Publicada pela primeira vez em 1951, esta é obviamente uma obra datada. Datada num sentido muito preciso: depois da sua edição a teoria cinematográfica como domínio epistemológico evoluiu, transformou-se, incorporou novas vias de análise e novas áreas de conhecimento, sobretudo devido ao influxo de pesquisas académicas oriundas do universo anglo-saxónico. A razão pela qual a destacamos, para além do seu valor intrínseco, é o seu absoluto pioneirismo e singularidade. De facto, é a primeiríssima síntese das teorias cinematográficas elaboradas até então, caracterizando-se pelo seu caráter exaustivo e rigoroso. De resto, o pioneirismo de Guido Aristarco não se esgota na conceção desta obra: foi o primeiro professor universitário de cinema em Itália (em Turim e depois em Roma). Destacou-se também pela fundação e direção da revista
Cinema Nuovo e pela introdução da teoria marxista na crítica cinematográfica, influenciado pelo pensamento de Antonio Gramsci e Gyorgy Lukács. Quando faleceu, aos 80 anos, deixou um legado que, seja qual for a perspetiva, é notável, encerrando uma era de intensos debates ideológicos sobre o “especificamente cinematográfico” e a sua inserção na alta cultura, numa chave marxista e gramsciana consagrada em 1965 no prefácio que Lukács escreveu para a sua obra “Il Dissolvimento Della Ragione : Discurso Sul Cinema”
[1]. O primeiro capítulo desse livro, intitulado “Marx, O Cinema e a Crítica do Filme”, enuncia, catorze anos depois, o modo como Aristarco utiliza os utensílios e a metodologia do materialismo dialético, não só na análise de filmes mas também no modo como analisa a estrutura das grandes teorias cinematográficas na obra que hoje nos ocupa, pelo que a leitura deste texto se torna útil para a total compreensão de textos que, de outro modo, poderiam parecer excessivamente determinados por tendências ideológicas e subjugados a um programa político que lhes diminuiria o alcance e a importância.
Como sabemos, uma teoria é um conjunto de proposições coerentes e hierarquizadas representando um domínio determinado de fenómenos ou objetos, visando compreender, explicar, interpretar esses mesmos fenómenos ou objetos. Assim, as noções, ideias e conceitos abstratos aplicados a um domínio particular, como é o caso do cinema, são filtradas por Aristarco à luz de uma pragmática que nunca perde de vista a concretude desse mesmo domínio; a construção intelectual, hipotética e sintética, organizada em sistema é sempre verificada por um protocolo experimental; um conjunto de leis formando um sistema coerente que dá conta da natureza, variações e continuidades dos objetos.
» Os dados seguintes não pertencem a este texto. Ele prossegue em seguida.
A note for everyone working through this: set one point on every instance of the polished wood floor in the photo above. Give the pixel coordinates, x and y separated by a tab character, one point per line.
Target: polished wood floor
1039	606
Se bem que o nosso sentido contemporâneo de teoria não derive precisamente do trabalho de Aristarco, damos por adquirido que o seu uso particular foi certamente representativo de uma vasta metamorfose ocorrida no imediato pós-guerra, envolvendo um novo conjunto de critérios indispensáveis para a identificação da teoria aliado a um distintivo conjunto de práticas institucionais. De outro modo, o empreendimento de Aristarco seria confrontado com uma dificuldade aparentemente inultrapassável: o de uma teoria sem prática e de uma prática sem teoria, nó górdio e dilema que o autor resolve ao criar o quadro mais completo dos debates originais ao fim dos anos 40, revelando uma enorme capacidade de compor uma galeria unificadora em que faz entrar todos aqueles autores que confrontaram o cinema a partir de uma perspetiva mais vasta do que a da simples recensão desta ou daquela obra particular.
[1] Disponível na Biblioteca da Cinemateca em tradução castelhana.